Alexander Hesler or Hessler (1823–1895) was an American photographer active in the U.S. state of Illinois. He is best known for photographing, in 1858 and 1860, definitive iconic images of the beardless Abraham Lincoln.
Hesler was born in Montreal. He was active in the 1850s and early 1860s, learned daguerrotype and ambrotype photography; however, in company with many of his fellow craftspeople, he was trained in glass plate photography in the 1850s and specialized in it thereafter. He operated studios in Galena, Chicago and Springfield, Illinois, and took images of people and scenes in Illinois. Using a portable darkroom, he also produced landscape scenes from nearby states and territories of what is now the American Midwest.[1]
Hesler's known portraits include photographs of the two chief Illinois political figures of his day, Lincoln and federal senator Stephen A. Douglas. In the 1860 presidential election, Lincoln's friends took steps to have Hesler's images copied and recirculated, cementing their stature as works of Lincoln image-making.[1]
Hesler's portable darkroom work included a widely circulated image of Minnehaha Falls, a waterfall located in what was to become the U.S. city of Minneapolis.

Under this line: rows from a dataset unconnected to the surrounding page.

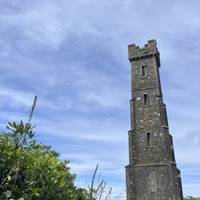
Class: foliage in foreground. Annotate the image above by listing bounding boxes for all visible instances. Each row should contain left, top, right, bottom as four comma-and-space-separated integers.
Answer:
0, 121, 88, 200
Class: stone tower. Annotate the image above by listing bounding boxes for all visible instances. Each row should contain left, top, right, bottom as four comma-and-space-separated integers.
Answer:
126, 40, 183, 200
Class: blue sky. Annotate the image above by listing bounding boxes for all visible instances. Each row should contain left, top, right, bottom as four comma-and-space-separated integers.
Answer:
0, 0, 200, 196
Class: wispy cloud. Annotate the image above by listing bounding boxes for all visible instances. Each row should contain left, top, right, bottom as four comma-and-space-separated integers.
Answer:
0, 0, 200, 198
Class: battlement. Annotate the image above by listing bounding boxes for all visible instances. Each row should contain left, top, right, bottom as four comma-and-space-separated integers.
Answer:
128, 40, 159, 61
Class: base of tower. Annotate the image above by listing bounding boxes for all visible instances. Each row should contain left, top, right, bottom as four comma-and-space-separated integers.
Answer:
126, 163, 183, 200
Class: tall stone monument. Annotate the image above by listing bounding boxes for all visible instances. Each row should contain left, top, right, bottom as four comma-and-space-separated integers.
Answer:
126, 40, 183, 200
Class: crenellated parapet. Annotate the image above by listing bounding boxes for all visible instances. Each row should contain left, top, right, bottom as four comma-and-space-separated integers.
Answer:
128, 40, 160, 66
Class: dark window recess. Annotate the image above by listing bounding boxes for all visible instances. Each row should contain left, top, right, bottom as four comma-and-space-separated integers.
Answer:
144, 94, 148, 106
142, 65, 147, 77
147, 133, 151, 147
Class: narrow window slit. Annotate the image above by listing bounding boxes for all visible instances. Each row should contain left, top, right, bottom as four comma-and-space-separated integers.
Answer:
142, 65, 147, 77
147, 133, 151, 147
144, 94, 148, 106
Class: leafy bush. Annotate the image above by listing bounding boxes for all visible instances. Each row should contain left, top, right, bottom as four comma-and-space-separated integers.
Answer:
0, 121, 88, 200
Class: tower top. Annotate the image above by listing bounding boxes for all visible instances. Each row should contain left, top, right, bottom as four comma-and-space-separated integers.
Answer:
128, 40, 160, 64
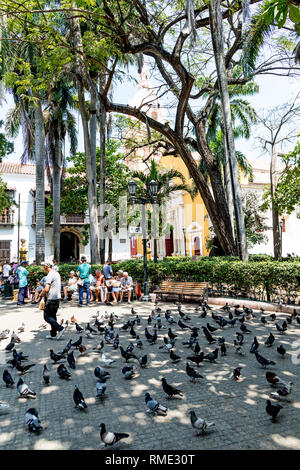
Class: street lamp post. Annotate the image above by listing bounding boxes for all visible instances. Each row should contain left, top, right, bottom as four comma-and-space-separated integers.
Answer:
182, 228, 187, 256
128, 180, 158, 302
279, 219, 283, 258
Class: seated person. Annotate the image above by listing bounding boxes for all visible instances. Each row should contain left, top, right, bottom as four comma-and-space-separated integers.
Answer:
63, 271, 78, 300
120, 272, 133, 304
90, 269, 103, 302
31, 276, 46, 304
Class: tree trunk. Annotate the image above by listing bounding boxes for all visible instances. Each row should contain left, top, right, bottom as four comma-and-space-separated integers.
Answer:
99, 74, 107, 264
209, 0, 248, 261
52, 137, 62, 262
35, 100, 46, 264
270, 145, 282, 260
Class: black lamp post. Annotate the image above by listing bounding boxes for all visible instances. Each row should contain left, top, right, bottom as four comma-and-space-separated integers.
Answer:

Hesler was an award-winning photographer whose goal was to create photographs of lasting artistic value.[2] [3] He was recognized for the quality of both his portrait work and his outdoor photography.[4] Upon Hesler's retirement in 1865, he transferred his Chicago studio and negatives to a fellow photographer, George Bucher Ayres. Several of Hesler's best-known images of Lincoln are platinum prints produced by Ayres from Hesler negatives.[1]
Hesler's 1860 glass-plate negatives were used after Lincoln's death as bases for further images of the President, including busts by sculptors such as Gutzon Borglum.
Alexander Hesler is buried in Racine, Wisconsin. A short documentary film about Mound Cemetery, where he is buried, will release in 2014 and features a segment on Hesler.